In Faya-Largeau, Chad, Humanity & Inclusion has begun testing drones to detect landmines and build a detailed picture of what’s on the ground—a revolution in mine clearance. HI Project Manager Xavier Depreytere explains more.
“Our first tests took place in January in the desert south of Faya, an area heavily contaminated by explosives leftover from the conflict with Libya in the 1980s. The drones can scan areas in record time: 750 acres in two hours, which represents a huge time-saving for mine detection teams.
Equipped with a camera, the drone gives a detailed picture of what’s on the ground, along with a set of data such as GPS coordinates. During the initial tests, the drone took a photo of the terrain every two meters. When assembled, the photos provide a highly detailed map.

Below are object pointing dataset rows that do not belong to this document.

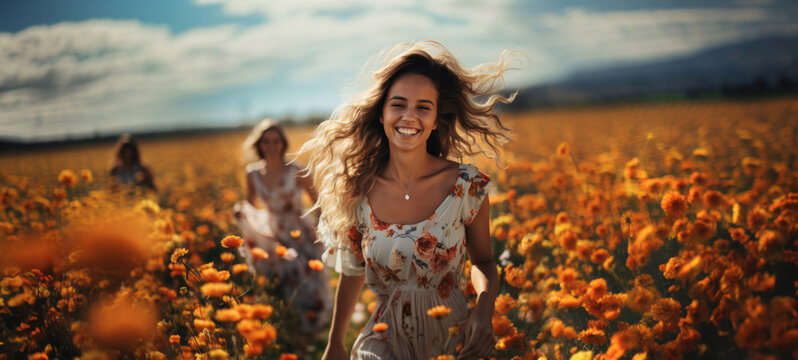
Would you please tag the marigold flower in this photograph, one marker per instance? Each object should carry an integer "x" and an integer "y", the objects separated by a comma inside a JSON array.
[
  {"x": 280, "y": 250},
  {"x": 674, "y": 205},
  {"x": 562, "y": 150},
  {"x": 239, "y": 268},
  {"x": 592, "y": 336},
  {"x": 232, "y": 241},
  {"x": 315, "y": 264},
  {"x": 502, "y": 326},
  {"x": 667, "y": 310},
  {"x": 67, "y": 178},
  {"x": 218, "y": 354},
  {"x": 227, "y": 257},
  {"x": 514, "y": 276},
  {"x": 439, "y": 311},
  {"x": 569, "y": 302},
  {"x": 380, "y": 327},
  {"x": 202, "y": 324},
  {"x": 505, "y": 303},
  {"x": 213, "y": 275},
  {"x": 38, "y": 356},
  {"x": 227, "y": 315},
  {"x": 757, "y": 219},
  {"x": 258, "y": 253}
]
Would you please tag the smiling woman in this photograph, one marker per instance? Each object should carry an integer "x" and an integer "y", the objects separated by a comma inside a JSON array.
[{"x": 395, "y": 145}]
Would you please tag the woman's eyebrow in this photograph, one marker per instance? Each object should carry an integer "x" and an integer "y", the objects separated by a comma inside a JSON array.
[{"x": 397, "y": 97}]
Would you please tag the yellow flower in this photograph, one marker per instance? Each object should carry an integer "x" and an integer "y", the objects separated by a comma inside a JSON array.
[
  {"x": 86, "y": 176},
  {"x": 178, "y": 253},
  {"x": 439, "y": 311}
]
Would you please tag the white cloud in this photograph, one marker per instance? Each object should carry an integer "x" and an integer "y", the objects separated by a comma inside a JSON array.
[
  {"x": 104, "y": 74},
  {"x": 648, "y": 34}
]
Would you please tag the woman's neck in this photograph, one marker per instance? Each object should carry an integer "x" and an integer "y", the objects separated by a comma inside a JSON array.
[
  {"x": 407, "y": 168},
  {"x": 274, "y": 164}
]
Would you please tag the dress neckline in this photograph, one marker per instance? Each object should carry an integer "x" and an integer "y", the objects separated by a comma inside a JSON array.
[{"x": 460, "y": 170}]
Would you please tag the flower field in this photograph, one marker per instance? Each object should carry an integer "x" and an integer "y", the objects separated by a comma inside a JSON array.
[{"x": 646, "y": 231}]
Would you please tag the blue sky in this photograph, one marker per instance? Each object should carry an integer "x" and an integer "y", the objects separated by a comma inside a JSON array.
[{"x": 77, "y": 68}]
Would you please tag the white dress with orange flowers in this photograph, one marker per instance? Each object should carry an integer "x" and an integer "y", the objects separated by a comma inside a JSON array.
[
  {"x": 411, "y": 269},
  {"x": 281, "y": 223}
]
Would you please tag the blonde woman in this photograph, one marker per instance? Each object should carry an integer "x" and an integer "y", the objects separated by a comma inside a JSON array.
[
  {"x": 127, "y": 169},
  {"x": 399, "y": 215},
  {"x": 271, "y": 217}
]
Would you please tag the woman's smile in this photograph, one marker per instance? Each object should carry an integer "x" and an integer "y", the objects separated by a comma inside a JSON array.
[{"x": 410, "y": 111}]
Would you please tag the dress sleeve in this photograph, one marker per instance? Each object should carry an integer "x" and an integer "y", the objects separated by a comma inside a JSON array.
[
  {"x": 477, "y": 186},
  {"x": 345, "y": 259}
]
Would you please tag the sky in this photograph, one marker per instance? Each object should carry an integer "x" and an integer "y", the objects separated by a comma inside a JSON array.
[{"x": 79, "y": 68}]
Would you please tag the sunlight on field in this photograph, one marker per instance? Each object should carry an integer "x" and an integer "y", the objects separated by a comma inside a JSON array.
[{"x": 629, "y": 231}]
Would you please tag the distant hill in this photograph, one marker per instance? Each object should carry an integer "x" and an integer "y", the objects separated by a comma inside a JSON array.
[{"x": 767, "y": 66}]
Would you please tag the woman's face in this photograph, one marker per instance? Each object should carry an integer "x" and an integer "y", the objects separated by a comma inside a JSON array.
[
  {"x": 270, "y": 144},
  {"x": 409, "y": 113}
]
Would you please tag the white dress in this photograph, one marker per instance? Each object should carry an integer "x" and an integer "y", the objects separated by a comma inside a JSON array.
[
  {"x": 412, "y": 268},
  {"x": 266, "y": 228}
]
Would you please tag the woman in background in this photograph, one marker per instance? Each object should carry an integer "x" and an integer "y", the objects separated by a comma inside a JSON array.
[
  {"x": 127, "y": 169},
  {"x": 398, "y": 214},
  {"x": 272, "y": 216}
]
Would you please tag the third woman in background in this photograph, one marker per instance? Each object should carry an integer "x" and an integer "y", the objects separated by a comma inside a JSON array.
[
  {"x": 400, "y": 215},
  {"x": 272, "y": 218}
]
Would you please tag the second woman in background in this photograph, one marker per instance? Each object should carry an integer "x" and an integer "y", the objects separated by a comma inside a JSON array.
[{"x": 277, "y": 187}]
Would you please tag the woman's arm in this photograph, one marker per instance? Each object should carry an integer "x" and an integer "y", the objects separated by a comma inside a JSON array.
[
  {"x": 346, "y": 296},
  {"x": 251, "y": 195},
  {"x": 479, "y": 328}
]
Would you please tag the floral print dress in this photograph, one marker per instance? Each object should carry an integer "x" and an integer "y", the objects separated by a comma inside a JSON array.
[
  {"x": 413, "y": 268},
  {"x": 272, "y": 226}
]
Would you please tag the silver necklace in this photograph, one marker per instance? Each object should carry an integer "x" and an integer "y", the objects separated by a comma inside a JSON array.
[{"x": 406, "y": 191}]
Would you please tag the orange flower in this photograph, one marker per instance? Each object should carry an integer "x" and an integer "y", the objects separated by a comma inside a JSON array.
[
  {"x": 227, "y": 315},
  {"x": 178, "y": 253},
  {"x": 674, "y": 205},
  {"x": 439, "y": 311},
  {"x": 505, "y": 303},
  {"x": 380, "y": 327},
  {"x": 232, "y": 241},
  {"x": 218, "y": 354},
  {"x": 592, "y": 336},
  {"x": 216, "y": 289},
  {"x": 514, "y": 276},
  {"x": 280, "y": 250},
  {"x": 562, "y": 150},
  {"x": 315, "y": 264},
  {"x": 227, "y": 257},
  {"x": 569, "y": 302},
  {"x": 212, "y": 275},
  {"x": 239, "y": 268},
  {"x": 67, "y": 178},
  {"x": 502, "y": 326},
  {"x": 86, "y": 176}
]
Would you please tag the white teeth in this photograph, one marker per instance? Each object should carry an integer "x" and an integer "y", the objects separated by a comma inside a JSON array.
[{"x": 407, "y": 131}]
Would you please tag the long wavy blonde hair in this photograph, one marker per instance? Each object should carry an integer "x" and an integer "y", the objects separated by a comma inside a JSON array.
[{"x": 349, "y": 150}]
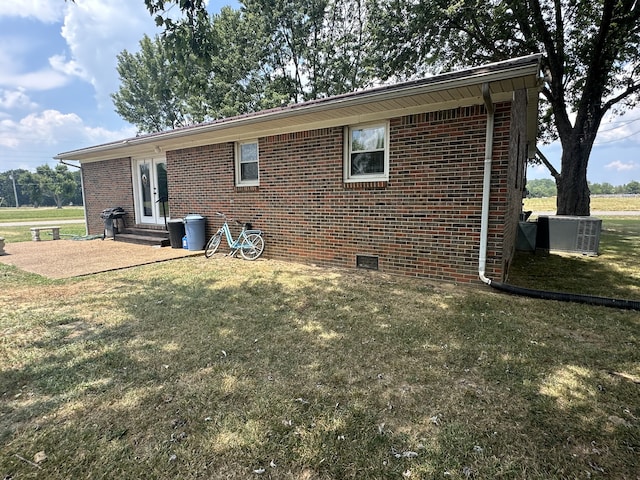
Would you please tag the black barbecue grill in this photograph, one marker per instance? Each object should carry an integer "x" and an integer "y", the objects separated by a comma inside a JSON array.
[{"x": 113, "y": 219}]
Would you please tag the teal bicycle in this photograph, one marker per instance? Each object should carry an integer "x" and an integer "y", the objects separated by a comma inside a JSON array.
[{"x": 250, "y": 243}]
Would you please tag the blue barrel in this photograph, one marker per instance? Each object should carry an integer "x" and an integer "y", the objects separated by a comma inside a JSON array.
[{"x": 194, "y": 227}]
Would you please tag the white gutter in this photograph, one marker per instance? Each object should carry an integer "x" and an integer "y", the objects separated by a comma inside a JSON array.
[{"x": 486, "y": 183}]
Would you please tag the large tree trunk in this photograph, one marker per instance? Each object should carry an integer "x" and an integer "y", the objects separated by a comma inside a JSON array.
[{"x": 573, "y": 189}]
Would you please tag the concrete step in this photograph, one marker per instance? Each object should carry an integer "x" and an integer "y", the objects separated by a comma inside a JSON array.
[{"x": 144, "y": 236}]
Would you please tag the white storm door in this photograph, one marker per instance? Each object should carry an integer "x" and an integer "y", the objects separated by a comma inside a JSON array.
[{"x": 151, "y": 191}]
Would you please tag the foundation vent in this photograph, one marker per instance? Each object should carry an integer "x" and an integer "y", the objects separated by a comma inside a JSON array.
[{"x": 368, "y": 262}]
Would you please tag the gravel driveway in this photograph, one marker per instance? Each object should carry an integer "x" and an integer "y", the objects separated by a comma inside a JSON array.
[{"x": 74, "y": 258}]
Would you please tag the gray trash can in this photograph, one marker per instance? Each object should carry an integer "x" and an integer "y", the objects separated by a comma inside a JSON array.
[
  {"x": 176, "y": 232},
  {"x": 194, "y": 226}
]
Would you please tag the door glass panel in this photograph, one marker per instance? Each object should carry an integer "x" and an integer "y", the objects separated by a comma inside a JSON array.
[
  {"x": 145, "y": 190},
  {"x": 163, "y": 189}
]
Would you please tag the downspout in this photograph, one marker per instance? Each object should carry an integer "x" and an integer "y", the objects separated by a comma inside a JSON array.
[
  {"x": 486, "y": 183},
  {"x": 84, "y": 202},
  {"x": 484, "y": 233}
]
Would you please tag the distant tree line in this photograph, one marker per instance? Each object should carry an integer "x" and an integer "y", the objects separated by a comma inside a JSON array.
[
  {"x": 43, "y": 188},
  {"x": 547, "y": 188}
]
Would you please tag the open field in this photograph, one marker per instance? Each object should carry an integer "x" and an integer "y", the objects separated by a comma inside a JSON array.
[
  {"x": 26, "y": 214},
  {"x": 221, "y": 368},
  {"x": 611, "y": 203}
]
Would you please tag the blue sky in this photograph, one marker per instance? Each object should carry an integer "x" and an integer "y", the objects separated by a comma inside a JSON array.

What is the optimal height for a drone? What type of drones should we use? What data is most useful to mine clearance experts? These are the sorts of questions we are asking in order to make the best use of this technology.”
International Meeting of Mine Action Experts
From February 5 to 7, mine clearance experts gathered in Geneva, Switzerland, for the annual mine action meeting organized by the United Nations. HI attended to discuss innovative new mine clearance methods and to draw attention to the organization’s current testing program.
A key topic was also weapons clearance methods for improvised explosive devices (IEDs)—a major challenge in modern demining.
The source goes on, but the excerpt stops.